OSHA Machine-Guard Violations Overturned

OSHA Machine-Guard Violations Overturned

Oct. 12, 2020
OSHRC says agency can go too far in citing employers when employees are at fault.

The Occupational Safety and Health Review Commission (OSHRC) recently voted unanimously to vacate two machine-guard citations lodged against employers by the Occupational Safety and Health Administration (OSHA) and substantially reduced the penalty imposed in a third case, holding that unsafe employee behavior should have been weighed more heavily.

In a Sept. 21 decision involving the Aerospace Testing Alliance, the commission reversed a decision made by an administrative law judge (ALJ) and vacated a citation lodged against the company under Section 1910.212(a)(1) of OSHA’s machine guarding regulations, which had alleged a failure to guard the hold-down pistons of a power shear.

That section of the rules states, “One or more methods of machine guarding shall be provided to protect the operator and other employees in the machine area from hazards such as those created by point of operation, ingoing nip points, rotating parts, flying chips and sparks. The guard shall be such that it does not offer an accident hazard in itself.”

In this case, the tip of an experienced journeyman sheet metal worker’s finger was crushed while operating a power shear in the metal shop.
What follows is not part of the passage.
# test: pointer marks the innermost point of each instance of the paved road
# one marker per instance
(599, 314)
He had removed a glove and circumvented a guard by placing his finger underneath the guard and piston on tip of the piece of metal he was cutting.. The accident prompted OSHA to conduct an inspection and issue the company a one-item serious citation.

To prove a violation of an OSHA standard, OSHA must prove the cited standard applies, there was a failure to comply with the standard, employees were exposed to the violative condition, and the employer knew or could have known of the violative condition with the exercise of reasonable diligence.

At issue was whether OSHA had established that the existing guard on the power shear’s hold-down pistons was “inadequate to ‘protect’ employees from the crushing hazard.” OSHA argued that machine guarding must physically prevent access to the hazard and that the employer cannot rely on employee behavior.

The commission rejected the argument because the guard was sufficient to prevent inadvertent contact with the pistons. In addition, OSHRC said that because the principle that employers may not rely on correct employee behavior for safety does not apply when an employee deliberately bypasses an otherwise adequate guard, notes Davis Jenkins, an attorney with the law firm of Ogletree Deakins.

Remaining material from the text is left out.